A month after it happened, I starting think that this Xbox enthusiast might have made the worst mistake of his lame gaming career. Despite saving for weeks to get it and trading away a ton of accessories to afford it, I sold my Xbox Elite Controller. Not since purchasing The Legend of Korra for Xbox One have I made a mistake this bad.
That I sold an accessory I gave such high marks in my Xbox Elite Controller review may astonish some of you. Here’s the deal: I don’t enjoy spending money, and I sell old things to pay for new things. Basically, I’m cheap.
The whole ordeal started one sunny Saturday morning. I sat in my almost completely glass office taking in the sunrise and thought, “You have way too much stuff. You should consider selling your extra games and accessories.” Three hours later, I’d done exactly that. I unloaded the Xbox One ChatPad, a Chat Headset, a USB cable, the Xbox Elite Controller I’d spent my money on a few years earlier and Splatoon 2.
Of all those items, I only miss the Xbox Elite Controller. (Splatoon 2 was great, but my Nintendo Switch rests in a drawer waiting for another single-player hit to arrive for Nintendo’s console.)
I thought that one of the other three controllers I have in this house could easily replace the Elite Controller, but they haven’t.
My red Design Lab controller looks nice and has textured grips, but it still slides out of my palms. Also, it doesn’t have interchangeable joysticks. The firmer your grip on this controller’s left edge, the more creaking you hear.
My Xbox MVP Controller is more trophy than Elite Controller replacement. It sits in a display case beside a matching glass award. It is too formal to use for everyday gaming. You don’t use a lightsaber replica you paid an embarrassing amount for to pretend to battle the neighborhood kid with a stick. At least, you shouldn’t.

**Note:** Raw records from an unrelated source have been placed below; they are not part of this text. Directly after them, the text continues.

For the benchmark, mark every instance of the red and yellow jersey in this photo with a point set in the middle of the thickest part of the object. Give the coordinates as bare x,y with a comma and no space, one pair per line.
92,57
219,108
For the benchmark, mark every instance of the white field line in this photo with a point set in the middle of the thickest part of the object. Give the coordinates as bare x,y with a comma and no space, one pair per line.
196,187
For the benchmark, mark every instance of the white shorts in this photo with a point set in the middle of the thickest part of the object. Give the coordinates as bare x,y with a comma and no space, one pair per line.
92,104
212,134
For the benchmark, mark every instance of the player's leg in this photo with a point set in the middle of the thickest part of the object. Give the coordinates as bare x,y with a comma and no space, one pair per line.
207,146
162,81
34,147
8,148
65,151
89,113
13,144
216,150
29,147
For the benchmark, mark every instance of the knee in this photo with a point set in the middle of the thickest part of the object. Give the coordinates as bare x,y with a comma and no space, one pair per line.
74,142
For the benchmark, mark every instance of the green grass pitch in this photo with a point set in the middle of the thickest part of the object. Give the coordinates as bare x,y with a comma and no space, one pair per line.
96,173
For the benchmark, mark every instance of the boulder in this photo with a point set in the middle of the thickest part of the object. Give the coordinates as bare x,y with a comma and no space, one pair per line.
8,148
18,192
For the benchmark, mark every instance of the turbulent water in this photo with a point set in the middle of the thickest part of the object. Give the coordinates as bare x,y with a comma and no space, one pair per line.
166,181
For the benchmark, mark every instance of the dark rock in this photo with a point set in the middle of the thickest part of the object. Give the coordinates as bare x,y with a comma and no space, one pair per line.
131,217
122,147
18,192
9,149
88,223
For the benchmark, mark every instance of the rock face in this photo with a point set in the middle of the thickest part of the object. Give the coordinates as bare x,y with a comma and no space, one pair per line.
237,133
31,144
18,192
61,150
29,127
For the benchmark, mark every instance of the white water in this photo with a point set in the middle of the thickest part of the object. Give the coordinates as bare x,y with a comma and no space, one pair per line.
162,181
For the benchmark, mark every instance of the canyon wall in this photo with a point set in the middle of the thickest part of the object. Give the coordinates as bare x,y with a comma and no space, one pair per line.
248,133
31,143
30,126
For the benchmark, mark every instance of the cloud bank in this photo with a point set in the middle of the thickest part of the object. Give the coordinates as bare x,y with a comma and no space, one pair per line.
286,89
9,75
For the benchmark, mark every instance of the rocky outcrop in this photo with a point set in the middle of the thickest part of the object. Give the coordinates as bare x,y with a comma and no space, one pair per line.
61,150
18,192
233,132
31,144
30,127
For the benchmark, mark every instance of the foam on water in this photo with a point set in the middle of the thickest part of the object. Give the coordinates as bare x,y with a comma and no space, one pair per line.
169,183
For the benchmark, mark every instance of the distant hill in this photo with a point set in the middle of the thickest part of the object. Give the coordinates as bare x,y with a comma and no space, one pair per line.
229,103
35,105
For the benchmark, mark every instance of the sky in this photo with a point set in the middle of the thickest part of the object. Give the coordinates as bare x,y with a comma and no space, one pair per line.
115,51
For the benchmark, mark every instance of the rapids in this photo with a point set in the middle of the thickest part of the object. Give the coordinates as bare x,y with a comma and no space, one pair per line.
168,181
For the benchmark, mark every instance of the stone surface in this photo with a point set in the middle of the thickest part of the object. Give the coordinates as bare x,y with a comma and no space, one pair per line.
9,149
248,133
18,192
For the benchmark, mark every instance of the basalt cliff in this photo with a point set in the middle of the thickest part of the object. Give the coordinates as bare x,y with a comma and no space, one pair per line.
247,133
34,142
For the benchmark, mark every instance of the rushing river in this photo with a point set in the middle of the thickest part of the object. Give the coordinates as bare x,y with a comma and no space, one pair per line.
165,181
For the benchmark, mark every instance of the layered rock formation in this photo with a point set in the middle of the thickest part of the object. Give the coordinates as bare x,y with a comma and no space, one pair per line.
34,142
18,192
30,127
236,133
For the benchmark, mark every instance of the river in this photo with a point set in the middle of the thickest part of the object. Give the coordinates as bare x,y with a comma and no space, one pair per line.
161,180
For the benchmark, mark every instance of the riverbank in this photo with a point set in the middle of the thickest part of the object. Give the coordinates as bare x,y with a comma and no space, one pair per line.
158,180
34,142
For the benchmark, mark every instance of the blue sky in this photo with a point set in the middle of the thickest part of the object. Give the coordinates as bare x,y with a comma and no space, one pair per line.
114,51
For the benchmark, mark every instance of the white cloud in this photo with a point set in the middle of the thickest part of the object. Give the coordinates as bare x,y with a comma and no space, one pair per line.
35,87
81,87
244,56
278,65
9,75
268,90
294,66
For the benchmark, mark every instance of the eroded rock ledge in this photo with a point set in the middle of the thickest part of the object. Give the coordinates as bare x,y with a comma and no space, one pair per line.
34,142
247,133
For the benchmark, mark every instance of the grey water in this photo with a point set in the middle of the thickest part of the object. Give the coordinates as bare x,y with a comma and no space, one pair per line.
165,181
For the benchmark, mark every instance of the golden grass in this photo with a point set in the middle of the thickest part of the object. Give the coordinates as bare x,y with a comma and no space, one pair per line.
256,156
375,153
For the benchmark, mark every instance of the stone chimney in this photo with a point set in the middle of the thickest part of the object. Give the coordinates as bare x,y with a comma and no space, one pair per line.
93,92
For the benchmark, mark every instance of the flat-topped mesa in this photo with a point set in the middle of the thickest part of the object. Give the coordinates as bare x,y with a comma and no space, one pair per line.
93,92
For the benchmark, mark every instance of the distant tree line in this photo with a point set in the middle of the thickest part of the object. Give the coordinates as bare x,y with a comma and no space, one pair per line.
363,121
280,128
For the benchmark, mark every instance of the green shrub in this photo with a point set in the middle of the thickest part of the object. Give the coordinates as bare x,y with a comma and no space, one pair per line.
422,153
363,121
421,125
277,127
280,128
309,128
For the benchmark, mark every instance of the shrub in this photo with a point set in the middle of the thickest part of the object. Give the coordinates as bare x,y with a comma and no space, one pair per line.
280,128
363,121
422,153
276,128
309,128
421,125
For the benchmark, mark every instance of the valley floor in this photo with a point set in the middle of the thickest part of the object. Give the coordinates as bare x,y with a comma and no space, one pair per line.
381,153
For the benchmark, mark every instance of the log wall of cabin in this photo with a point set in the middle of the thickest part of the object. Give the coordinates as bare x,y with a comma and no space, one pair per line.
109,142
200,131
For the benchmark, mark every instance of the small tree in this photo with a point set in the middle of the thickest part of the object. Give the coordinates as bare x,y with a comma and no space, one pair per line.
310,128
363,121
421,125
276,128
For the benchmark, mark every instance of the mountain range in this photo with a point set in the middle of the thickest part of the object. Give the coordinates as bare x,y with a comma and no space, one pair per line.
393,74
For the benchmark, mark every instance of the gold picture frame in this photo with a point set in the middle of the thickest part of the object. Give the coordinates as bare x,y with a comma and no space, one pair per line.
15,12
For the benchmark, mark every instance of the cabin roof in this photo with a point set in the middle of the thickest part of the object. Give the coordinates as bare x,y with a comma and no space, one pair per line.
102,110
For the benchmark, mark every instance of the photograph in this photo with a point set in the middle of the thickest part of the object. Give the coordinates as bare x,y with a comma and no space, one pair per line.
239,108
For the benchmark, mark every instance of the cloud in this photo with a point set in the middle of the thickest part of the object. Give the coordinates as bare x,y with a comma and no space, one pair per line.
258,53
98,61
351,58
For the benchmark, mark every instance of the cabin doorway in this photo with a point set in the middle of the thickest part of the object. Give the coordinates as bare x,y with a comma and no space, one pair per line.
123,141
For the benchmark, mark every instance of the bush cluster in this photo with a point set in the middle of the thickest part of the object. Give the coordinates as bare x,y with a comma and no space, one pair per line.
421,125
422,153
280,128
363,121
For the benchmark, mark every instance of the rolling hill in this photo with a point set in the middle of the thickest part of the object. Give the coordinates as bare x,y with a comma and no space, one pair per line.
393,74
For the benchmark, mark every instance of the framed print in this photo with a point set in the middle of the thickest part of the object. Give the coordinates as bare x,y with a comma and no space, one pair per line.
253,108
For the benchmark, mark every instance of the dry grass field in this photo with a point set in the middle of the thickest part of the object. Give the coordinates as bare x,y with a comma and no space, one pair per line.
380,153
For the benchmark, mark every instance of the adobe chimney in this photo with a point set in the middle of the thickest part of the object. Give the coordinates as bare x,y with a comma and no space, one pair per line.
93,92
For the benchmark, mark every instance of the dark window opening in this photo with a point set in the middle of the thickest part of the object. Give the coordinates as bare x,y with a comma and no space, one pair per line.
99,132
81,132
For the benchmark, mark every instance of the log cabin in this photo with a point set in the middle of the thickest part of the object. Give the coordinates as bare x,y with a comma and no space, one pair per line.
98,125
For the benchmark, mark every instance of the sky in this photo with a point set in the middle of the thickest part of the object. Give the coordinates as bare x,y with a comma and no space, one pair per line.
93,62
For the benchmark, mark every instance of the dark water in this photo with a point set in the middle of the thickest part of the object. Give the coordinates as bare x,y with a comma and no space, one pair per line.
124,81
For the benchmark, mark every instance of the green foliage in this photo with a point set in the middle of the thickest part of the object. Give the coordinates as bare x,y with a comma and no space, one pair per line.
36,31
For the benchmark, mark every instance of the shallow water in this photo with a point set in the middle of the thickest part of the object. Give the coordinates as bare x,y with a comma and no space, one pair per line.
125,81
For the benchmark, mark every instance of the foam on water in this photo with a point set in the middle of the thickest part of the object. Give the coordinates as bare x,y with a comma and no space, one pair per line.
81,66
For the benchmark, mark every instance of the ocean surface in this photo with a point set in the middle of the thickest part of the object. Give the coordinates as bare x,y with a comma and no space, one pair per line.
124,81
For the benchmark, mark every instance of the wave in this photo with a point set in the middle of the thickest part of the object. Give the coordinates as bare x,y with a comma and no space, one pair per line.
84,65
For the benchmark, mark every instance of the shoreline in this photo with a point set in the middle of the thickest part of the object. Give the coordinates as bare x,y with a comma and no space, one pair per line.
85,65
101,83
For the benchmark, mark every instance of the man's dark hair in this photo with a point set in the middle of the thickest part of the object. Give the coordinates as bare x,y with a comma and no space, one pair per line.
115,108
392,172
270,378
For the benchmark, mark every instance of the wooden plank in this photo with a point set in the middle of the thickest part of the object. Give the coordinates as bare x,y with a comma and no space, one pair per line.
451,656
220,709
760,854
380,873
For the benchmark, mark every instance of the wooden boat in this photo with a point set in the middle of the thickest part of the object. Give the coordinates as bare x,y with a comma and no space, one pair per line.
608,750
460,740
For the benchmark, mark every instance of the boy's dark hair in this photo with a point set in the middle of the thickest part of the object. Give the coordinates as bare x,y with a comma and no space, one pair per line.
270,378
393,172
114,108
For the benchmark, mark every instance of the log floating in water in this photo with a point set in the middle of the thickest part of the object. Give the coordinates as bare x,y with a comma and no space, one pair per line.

Finally, there’s the Xbox Wireless Controller that came with my Xbox One S. It hangs out in my bedroom, where it will stay until Cortana learns how to properly control my Xbox One S or I learn how to make gaming consoles and entertainment apps do my bidding by telekinesis. I do most of my gaming in my living room, and I’m way too lazy to go syncing a controller every time I want to play. Also, it’s missing the Elite’s best features.
As the lame R&B songs tell you, there are a lot of things you don’t appreciate until they are gone. I took the ridiculously long Xbox Elite Controller’s USB charging cable for granted, and I seriously underestimated how playable its mappable triggers improved my game in The Division. I tried playing the game just a few days ago. The horrors and trauma my character experienced as I tried to switch weapons with a trigger that wasn’t there were unreal. Onlookers will tell stories about it. Casual players of The Division will treat it as a cautionary tale.
I miss my convex joysticks most of all. Sure, every person who tried them asked if they could switch them out, but I loved them. They were my kind of weird.
I resolve to do two things:
First, I’m going to remind myself the next time I get rid of something that’s working well for me that if isn’t broken, I probably shouldn’t be selling it.
Second, I’m going to sell something to buy a new Xbox Elite Controller the moment Microsoft finally makes them customizable through Design Lab or releases an upgraded model with Bluetooth technology built-in. I don’t know if either of those things are planned, but a guy can dream.
Travis saved for an Xbox Elite Controller, then sold it for less than half its worth because of guilt. Don’t be like Trav.